The mammalian cell nucleus is a membrane-bounded compartment that is filled with self-organizing, interconnected, nanometer-scale machines. Because these machines are made primarily of proteins and act on nucleic acid substrates, we call them nucleoprotein machines. They carry out essential processes of DNA replication, RNA synthesis, pre-mRNA processing, early ribosome biogenesis, RNA transport and DNA damage repair. They can be exceedingly complex – the synthesis and processing of a pre-mRNA, for example, requires precise interaction of hundreds of other RNAs and proteins. Characterization of these machines can be daunting. They assemble transiently, lack a fixed composition, and are often too unstable to isolate for physical analysis. Therefore, significant nanomedicine challenges exist, including:

• To establish the structure-function relationships of each nucleoprotein machine, especially how the machine assemble and disassemble
• To establish signalling and control mechanisms within and between nucleoprotein machines
• To identify engineering design principles shared between nucleoprotein machines of different types

Significant technology development challenges exist in characterizing the dynamics and structure-function relationships of nucleoprotein machines. Most biochemical and cell biological approaches measure average behavior of an ensemble of molecules. They rely on the untested and implausible assumption that each nucleoprotein machine of a given class is uniform in its composition and behavior. It is essential to develop innovative technologies to measure the dynamic behavior of single nucleoprotein machines in living cells to obtain a quantitative description of nanomachines in engineering terms.

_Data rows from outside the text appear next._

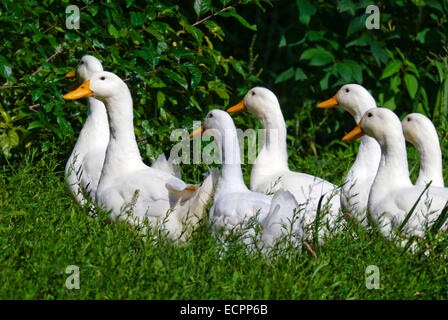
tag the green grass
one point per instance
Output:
(42, 231)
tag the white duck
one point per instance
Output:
(271, 171)
(128, 188)
(392, 194)
(356, 100)
(234, 204)
(420, 131)
(83, 168)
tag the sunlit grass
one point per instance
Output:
(42, 231)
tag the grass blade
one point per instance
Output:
(440, 220)
(408, 216)
(317, 222)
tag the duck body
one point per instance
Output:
(392, 195)
(355, 191)
(234, 204)
(271, 172)
(128, 188)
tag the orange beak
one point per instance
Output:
(330, 103)
(82, 92)
(71, 74)
(355, 134)
(240, 107)
(199, 130)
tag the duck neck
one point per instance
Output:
(274, 150)
(368, 158)
(122, 151)
(393, 170)
(231, 175)
(97, 121)
(430, 162)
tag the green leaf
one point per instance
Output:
(300, 75)
(285, 75)
(411, 84)
(306, 11)
(232, 13)
(392, 68)
(36, 94)
(160, 99)
(318, 56)
(180, 53)
(176, 77)
(36, 124)
(195, 74)
(5, 68)
(201, 6)
(112, 31)
(137, 19)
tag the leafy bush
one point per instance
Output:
(310, 48)
(169, 54)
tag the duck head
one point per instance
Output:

Our short-term goal is to develop technologies to visualize the assembly, function, and disassembly of individual nucleoprotein machines in their natural milieu. The long-term goal is to identify the engineering design principles of nucleoprotein machines, and to precisely modify the information stored in DNA and RNA at the single-molecule level, thus providing genetic cures for common human diseases.

Technology Development.
Visualization of single events in the nuclei of living cells is far beyond the limits of existing technology. A collaboration of biologists, bioengineers, chemists, and computational scientists is required to overcome significant technological challenges relating to this goal. Specifically, we will develop:
•Small (< 5 nm), bright, stable, and biocompatible fluorescent probes
•Orthogonal tagging strategies to attach these probes to individual components of a nucleoprotein machine
•Super-resolution imaging technologies to resolve closely spaced probes (20-50 nm) in living cells • Tools to simulate nanomachine formation, to interpret and quantify the experimental data, and from this data and simulation to identify engineering properties of the nanomachines

The Model System.
Initially we will focus on the machine that repairs DNA double strand breaks (DSB) via the nonhomologous end joining (NHEJ) pathway. Reasons for choosing NHEJ include:
•The NHEJ machine is simple compared with others – it has fewer than 10 core components
•NHEJ occurs within self-organizing structures, or “foci”, that are amenable to live-cell visualization
•Assembly of the NHEJ machine can be induced by a single event – one DSB at a defined genomic site
•NHEJ is relevant to the long-term goal of manipulating DNA and RNA at the molecular level since, in cells of the immune system, this pathway performs precise combinatorial joining of germ line DNA segments to create novel antigen receptor in a process known as V(D)J recombination

Approaches.
To characterize the NHEJ machine, we willl tag 4-6 of its components using the probes and orthogonal tagging strategies developed by the center. We will validate the activity of the tagged proteins in an in vitro system reconstituted from purified components. We will then tag NHEJ components in living cells, induce DSBs in a controlled and synchronous manner, and apply super-resolution optical imaging methods to analyze the size, composition, and kinetics of assembly and disassembly of the NHEJ machine. We will complement these live-cell imaging studies with cryo-electron microscopy in fixed cells, using dual contrast probes and novel sample preparation methods. We will quantify how fast a nucleoprotein machine runs (kinetics), how accurately it works (accuracy/sensitivity), how quickly it changes its form/shape for different tasks (robustness), and how well it is controlled (feedback/control). The tools, methodologies and results obtained in our short-term and long-term studies of DNA repair machines can be generalized to the studies of other biological systems, including RNA synthesis and processing machines.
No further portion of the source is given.